Welcome to another edition of
OFF-TRACK with A-TRAIN
where I shine a light on the stories
hiding off the beaten path
in this case,
a story about how Rusev
is not only handsome,
he is also much smarter
than his Wendy's manager
Rusev had some bumps on the road along the way to becoming the most handsome superstar in WWE.
He divulged to Chris Jericho on the "Talk is Jericho" podcast that when he first came to America, he painted houses in crazy hot weather.
"I had the opportunity to come to the United States of America as an exchange student, so I had to come for four months, work, and then, go back. I had to paint houses. I never painted in my life. It was 100º outside with 100% humidity. And they expect me to climb a ladder in the third floor and paint. I got fired a month later. I got thrown out on the streets because I don't know anybody. I was a month in. I got thrown out by my own comrades, Bulgarian people. They were my employers. They threw me out, literally. I had no money. I had nowhere to go. They kicked me out of the house they provided."
And that painting gig was a picnic compared to his brief stint working in the fast food industry.
"I worked at Wendy's for a week. ... Three guys worked there and there were seven managers. How is that even [possible]? It's so American.

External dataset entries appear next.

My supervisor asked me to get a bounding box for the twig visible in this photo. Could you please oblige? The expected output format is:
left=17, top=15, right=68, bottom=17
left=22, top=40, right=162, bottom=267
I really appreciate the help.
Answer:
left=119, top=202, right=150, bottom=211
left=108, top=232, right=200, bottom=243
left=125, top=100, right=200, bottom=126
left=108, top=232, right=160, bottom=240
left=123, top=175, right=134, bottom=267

We need more workers than managers."
Rusev recalled a time when one of the seven managers taught him the Wendy's way of applying mustard to a burger.
"'You need to put mustard with a W on top of the burger.' I'm like, 'what? First of all, who's going to open the burger and see the W. And, if you turn it upside-down, it's McDonald's!'" And the manager goes, 'oh, I never really thought about it.'"
That can't be right, can it?
Like as a policy, they don't force their workers to put the mustard on their burgers in a "W," do they?
Actually, yeah, they do.
And they're proud of it.
I hope Rusev turned in his little paper hat and his apron and walked out right then and there.